John Overton’s 1665 engraving, "The Cats Castle Besieged and Stormed by the Rats," is a complex "world turned upside down" allegory that captures the social and political anxieties of Restoration-era England.

    The illustration depicts a sophisticated military operation where rats, traditionally the prey, have organized into a professional army—complete with artillery, naval vessels, and cavalry—to overthrow their feline oppressors.

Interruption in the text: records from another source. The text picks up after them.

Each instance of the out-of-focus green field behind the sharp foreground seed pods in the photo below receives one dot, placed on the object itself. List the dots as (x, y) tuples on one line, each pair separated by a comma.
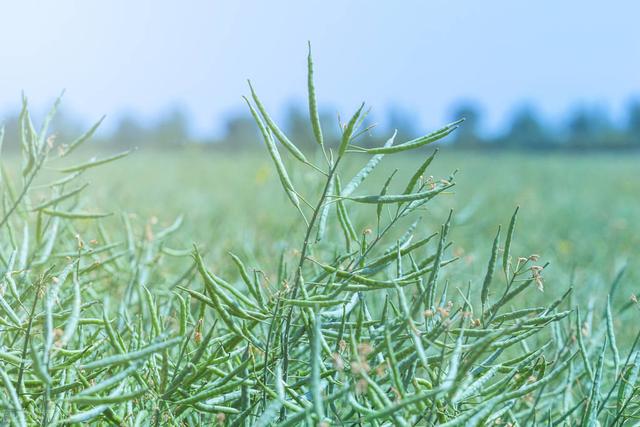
[(578, 212)]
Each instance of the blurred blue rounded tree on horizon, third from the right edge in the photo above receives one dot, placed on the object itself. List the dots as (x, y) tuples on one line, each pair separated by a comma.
[(527, 131)]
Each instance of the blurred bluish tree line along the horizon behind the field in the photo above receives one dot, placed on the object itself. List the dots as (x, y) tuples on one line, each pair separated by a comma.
[(583, 129)]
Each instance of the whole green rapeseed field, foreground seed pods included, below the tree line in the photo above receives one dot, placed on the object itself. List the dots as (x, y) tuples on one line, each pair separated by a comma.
[(350, 287)]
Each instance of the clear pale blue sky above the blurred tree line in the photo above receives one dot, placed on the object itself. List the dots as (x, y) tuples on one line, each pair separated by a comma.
[(146, 57)]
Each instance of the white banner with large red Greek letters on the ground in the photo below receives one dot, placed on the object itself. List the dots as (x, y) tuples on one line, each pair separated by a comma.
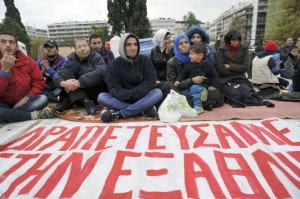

    At the center of the conflict is a fortified castle commanded by Maister Tybert, Prince of Cats, who struggles to defend his battlements against the relentless siege led by Nigro Mussell, Prince of Ratts.

    The imagery is rich with dark humor and narrative detail, featuring cats being marched to the gallows and rats operating heavy cannons, all accompanied by rhyming scrolls that frame the rebellion as a quest for justice against "mischievous cats." Produced during the year of the Great Plague of London, the print serves as a biting satire; while its likely poked fun at shifting power dynamics and the fallibility of authority, it carries a grim historical irony, as the real-world rat population was simultaneously devastating the human population of London.

    The "Cats" often represented the established authority or aristocracy, while the "Rats" represented the commoners or rebellious factions. This could be a lingering commentary on the English Civil War or the tensions following the restoration of the monarchy.

    Maybe Overton was trying to depict his anger towards to the failing monarchy during the plague; in order to keep his head on his neck, the satire was the most successful weapon for him to convey his art, ideology…but also it provided “plausible deniability.” By framing a critique of the state as a whimsical fable about animals, Overton could channel his frustrations without explicitly committing treason.

    If we view the cats as the Cavalier/Royalist establishment and the rats as the disenfranchised masses, the piece becomes a scathing indictment of a monarchy that felt distant and ineffective during the twin disasters of 1665: the Great Plague and the Second Anglo-Dutch War. During the plague, King Charles II and his court famously fled London for the safety of Salisbury and Oxford, leaving the “common rats” of the city to die in the streets. The image of the cats safely tucked behind stone battlements while the “lower” creatures wage war below mirrors this abandonment. By showing the rats successfully storming the castle and even hanging cats on the gallows, Overton isn’t just drawing a funny picture; he is expressing a revolutionary fantasy where those left for dead by the state rise up to dismantle the very structures that failed to protect them.

    Furthermore, satire functioned as a social pressure valve. In an era where the Licensing Act of 1662 strictly censored the press, an artist couldn’t simply print a pamphlet calling the King a coward.

    However, by labeling the feline king “Maister Tybert”—a name synonymous with the bumbling, arrogant cat from the Reynard the Fox fables—Overton used a cultural shorthand that the public would recognize as a mockery of the elite.

    The “weapon” of satire allowed him to hide his ideology in plain sight; to a Censor, it’s a nursery rhyme, but to a frustrated Londoner living through a pandemic, it’s a call for accountability. This tactical use of absurdity allowed Overton to keep his “head on his neck” while still signaling to his audience that the “natural order” of the monarchy was neither divinely protected nor permanent.

    -Tsey Alp Arslan

    by alpennys

    2 Comments

    1. AddressRemarkable347 on

      The more you look at it, the less it feels like a joke and more like a quiet political roast.